I’m planning on building an incredibly fancy end-of-year project for my physics class (and my own enjoyment, of course) - an air cannon with a rangefinder that compensates for distance and wind. I’ve already got all of the equations down in the form of a program in my TI-84, so that part is done, and it should be trivial to implement that properly. I’ve already got a basic setup built in GarrysMod, as well, so the proof of concept is done as well. My problems are probably going to be in the physical realm; motors, wiring, money, and etc.
I’ll probably end up using two stepper motors to control the yaw and pitch. I’ve never had any real-world experience with stepper motors; any recommendations for inexpensive, close-to-accurate models?
I have an idea for the rangefinder already; I’ve seen projects where a laser and a webcam are used, and trigonometry is used to determine the distance. I have an incredibly tiny laptop that can figure that out, but then what would be the easiest way to interface that with an Arduino? USB?

Actually…are there any simple ways to interface a TI-84 with two steppers and receive data from a computer? Using a calculator for control would be vastly simpler for me than using an Arduino…It doesn’t need to be particularly speedy, and there will be naught but three inputs and four outputs. Any ideas?
(inputs being wind speed, distance, and pressure. outputs would be pitch, yaw, control for the air compressor, and the trigger)

(first project where I’m contemplating using an Arduino, by the way, if it isn’t too obvious already :slight_smile: )

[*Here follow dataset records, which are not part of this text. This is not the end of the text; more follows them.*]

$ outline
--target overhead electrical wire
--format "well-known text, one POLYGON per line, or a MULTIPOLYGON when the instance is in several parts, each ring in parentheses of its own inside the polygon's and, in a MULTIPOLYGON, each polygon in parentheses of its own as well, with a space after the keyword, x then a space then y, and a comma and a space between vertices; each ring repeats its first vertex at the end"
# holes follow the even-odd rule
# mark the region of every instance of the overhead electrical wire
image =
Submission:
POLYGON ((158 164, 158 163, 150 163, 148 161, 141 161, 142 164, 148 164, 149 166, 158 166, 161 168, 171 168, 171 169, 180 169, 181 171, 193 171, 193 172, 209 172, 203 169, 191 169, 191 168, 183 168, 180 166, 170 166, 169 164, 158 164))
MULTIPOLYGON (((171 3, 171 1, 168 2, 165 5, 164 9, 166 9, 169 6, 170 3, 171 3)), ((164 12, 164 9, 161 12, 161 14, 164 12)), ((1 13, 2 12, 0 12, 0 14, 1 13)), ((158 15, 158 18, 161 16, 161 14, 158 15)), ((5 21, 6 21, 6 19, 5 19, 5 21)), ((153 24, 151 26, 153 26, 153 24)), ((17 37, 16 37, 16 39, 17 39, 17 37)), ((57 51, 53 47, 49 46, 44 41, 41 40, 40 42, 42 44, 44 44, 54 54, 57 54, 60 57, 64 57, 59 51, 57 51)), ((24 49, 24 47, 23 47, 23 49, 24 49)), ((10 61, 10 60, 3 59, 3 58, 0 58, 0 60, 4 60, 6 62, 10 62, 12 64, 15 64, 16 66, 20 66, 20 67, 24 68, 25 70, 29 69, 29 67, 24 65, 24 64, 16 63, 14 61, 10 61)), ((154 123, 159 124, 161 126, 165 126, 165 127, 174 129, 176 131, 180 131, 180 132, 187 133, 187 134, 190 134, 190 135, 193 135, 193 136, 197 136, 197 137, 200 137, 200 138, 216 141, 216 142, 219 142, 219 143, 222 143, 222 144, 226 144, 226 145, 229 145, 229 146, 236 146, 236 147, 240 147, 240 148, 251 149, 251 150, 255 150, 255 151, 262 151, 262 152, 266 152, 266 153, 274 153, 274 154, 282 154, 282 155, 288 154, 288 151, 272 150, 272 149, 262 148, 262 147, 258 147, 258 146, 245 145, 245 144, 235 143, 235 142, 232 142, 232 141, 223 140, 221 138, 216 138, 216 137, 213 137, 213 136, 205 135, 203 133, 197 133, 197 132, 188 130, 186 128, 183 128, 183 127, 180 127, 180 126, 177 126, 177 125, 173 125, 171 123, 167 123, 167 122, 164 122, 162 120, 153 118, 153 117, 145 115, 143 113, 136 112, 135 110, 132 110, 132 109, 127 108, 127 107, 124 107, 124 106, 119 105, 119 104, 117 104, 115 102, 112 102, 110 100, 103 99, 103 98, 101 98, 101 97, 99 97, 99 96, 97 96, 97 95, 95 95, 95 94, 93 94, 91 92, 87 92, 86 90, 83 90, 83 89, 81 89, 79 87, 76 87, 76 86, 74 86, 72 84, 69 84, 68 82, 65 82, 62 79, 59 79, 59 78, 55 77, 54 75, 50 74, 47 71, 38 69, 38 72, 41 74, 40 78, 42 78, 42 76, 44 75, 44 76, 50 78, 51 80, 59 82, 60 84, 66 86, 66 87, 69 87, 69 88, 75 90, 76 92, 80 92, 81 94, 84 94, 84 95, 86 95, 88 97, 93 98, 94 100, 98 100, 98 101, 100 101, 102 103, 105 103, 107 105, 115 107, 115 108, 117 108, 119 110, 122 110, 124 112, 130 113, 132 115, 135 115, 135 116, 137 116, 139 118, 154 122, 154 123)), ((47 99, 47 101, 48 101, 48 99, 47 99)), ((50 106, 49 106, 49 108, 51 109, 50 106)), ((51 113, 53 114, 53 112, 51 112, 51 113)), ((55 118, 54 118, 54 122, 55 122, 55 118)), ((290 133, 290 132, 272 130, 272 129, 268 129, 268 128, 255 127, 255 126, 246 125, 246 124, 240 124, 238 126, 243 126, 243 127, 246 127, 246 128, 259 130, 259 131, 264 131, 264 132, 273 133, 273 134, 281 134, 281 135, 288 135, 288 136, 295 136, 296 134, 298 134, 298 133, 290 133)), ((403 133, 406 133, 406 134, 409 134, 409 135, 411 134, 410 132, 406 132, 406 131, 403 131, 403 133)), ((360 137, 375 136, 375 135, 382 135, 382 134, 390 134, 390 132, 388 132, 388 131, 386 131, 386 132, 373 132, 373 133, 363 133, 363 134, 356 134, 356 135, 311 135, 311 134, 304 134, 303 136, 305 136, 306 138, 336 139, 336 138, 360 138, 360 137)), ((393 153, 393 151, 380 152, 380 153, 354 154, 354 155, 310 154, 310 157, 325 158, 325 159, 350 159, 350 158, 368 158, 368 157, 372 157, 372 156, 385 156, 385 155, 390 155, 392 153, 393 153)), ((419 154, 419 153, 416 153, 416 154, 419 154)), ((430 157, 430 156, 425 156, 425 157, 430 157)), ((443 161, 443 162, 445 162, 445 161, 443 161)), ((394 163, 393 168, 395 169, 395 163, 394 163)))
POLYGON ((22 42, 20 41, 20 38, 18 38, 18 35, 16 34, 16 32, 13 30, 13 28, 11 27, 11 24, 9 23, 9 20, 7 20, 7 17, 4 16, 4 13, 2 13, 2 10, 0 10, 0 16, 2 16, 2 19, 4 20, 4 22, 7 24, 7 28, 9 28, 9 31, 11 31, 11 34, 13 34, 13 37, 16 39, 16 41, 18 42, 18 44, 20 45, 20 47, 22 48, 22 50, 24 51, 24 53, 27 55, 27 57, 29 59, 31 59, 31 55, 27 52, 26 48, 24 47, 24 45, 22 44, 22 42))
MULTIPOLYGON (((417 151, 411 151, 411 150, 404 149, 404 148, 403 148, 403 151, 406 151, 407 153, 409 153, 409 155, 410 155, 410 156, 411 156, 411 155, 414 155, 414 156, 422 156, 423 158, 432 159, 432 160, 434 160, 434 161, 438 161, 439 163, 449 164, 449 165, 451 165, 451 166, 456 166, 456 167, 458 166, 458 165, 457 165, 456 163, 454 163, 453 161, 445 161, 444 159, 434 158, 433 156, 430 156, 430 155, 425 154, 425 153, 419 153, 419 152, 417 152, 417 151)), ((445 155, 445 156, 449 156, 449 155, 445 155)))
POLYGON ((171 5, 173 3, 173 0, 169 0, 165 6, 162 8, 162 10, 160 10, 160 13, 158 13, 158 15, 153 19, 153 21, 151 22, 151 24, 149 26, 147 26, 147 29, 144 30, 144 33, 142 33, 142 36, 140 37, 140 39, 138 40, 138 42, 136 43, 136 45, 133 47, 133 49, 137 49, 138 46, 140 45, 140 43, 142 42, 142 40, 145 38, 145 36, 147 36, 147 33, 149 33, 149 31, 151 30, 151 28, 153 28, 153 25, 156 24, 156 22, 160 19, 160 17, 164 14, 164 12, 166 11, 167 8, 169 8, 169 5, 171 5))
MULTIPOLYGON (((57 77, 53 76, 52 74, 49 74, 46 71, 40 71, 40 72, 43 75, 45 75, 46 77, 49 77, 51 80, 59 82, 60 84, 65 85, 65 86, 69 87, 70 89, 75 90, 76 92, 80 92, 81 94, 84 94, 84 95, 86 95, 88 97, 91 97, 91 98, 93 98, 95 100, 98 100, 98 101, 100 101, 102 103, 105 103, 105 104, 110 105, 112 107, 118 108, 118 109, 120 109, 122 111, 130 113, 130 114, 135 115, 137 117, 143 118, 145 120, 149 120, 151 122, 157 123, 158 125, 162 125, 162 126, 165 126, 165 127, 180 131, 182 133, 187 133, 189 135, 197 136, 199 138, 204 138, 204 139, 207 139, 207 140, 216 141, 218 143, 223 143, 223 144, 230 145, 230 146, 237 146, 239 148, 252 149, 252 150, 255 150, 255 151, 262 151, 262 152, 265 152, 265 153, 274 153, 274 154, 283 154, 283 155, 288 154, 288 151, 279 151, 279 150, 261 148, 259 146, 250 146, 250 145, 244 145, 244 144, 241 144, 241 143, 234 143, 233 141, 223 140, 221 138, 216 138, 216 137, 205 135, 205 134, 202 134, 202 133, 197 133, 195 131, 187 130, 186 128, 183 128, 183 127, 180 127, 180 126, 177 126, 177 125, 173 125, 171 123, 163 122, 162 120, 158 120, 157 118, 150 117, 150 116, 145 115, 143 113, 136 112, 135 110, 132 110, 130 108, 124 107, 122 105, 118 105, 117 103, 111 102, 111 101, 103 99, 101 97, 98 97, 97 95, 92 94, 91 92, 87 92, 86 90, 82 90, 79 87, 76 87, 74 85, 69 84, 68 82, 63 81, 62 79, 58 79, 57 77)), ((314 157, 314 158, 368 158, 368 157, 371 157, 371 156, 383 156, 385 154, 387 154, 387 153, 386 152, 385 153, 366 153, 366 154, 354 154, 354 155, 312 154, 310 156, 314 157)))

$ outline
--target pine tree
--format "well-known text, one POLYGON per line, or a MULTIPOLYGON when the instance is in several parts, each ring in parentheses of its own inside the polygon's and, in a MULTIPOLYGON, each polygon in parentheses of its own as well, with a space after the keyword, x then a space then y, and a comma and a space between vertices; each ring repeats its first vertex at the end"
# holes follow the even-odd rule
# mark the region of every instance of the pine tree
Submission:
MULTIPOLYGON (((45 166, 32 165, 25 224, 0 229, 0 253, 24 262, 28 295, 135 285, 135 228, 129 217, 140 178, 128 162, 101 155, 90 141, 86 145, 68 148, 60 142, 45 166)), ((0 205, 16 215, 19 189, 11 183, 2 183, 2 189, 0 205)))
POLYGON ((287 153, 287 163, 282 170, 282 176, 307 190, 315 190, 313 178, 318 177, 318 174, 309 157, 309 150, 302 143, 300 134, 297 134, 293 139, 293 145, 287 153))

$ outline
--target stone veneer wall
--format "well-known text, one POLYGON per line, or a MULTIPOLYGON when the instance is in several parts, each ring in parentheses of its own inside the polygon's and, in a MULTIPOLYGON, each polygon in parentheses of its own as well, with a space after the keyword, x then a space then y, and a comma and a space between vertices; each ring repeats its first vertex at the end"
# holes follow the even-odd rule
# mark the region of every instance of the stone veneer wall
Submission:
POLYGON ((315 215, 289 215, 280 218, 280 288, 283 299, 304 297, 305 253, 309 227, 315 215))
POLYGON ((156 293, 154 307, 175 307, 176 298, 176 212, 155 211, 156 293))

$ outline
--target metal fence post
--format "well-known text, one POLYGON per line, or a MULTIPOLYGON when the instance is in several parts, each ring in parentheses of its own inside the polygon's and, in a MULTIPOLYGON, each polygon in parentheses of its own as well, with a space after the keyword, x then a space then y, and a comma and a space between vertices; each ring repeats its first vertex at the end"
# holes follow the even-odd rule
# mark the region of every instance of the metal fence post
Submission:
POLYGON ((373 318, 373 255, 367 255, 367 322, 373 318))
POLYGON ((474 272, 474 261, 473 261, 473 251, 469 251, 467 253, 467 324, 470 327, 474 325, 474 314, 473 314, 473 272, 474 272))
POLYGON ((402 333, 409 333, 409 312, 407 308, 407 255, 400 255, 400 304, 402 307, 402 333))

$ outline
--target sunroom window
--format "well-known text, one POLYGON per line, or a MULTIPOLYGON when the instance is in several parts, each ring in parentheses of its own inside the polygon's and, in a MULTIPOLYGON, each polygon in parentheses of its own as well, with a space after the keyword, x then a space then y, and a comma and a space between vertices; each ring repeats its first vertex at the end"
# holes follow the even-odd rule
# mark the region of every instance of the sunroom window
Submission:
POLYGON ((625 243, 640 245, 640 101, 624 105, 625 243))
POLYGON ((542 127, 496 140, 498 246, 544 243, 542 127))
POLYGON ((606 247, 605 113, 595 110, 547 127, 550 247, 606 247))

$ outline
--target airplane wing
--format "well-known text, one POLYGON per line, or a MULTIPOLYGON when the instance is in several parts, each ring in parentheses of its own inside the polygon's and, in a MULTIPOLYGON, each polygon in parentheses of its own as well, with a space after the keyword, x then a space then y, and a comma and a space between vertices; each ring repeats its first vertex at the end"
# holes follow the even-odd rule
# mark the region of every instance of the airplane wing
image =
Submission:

The calc has a serial connection, so if you want to run it directly you would need (quite a bit) of logic circuitry to get the proper signals going to the proper places

or you can run the program on your calc and use an arduino as a bridge, and mostly in software

Yeah, that’s what I was thinking :frowning: Oh well, running it entirely from a microcontroller would be easier then.

To get you started on the hardware side:

If you’re calculator can perform the necessary calculations, I’m pretty sure the Arduino can, too.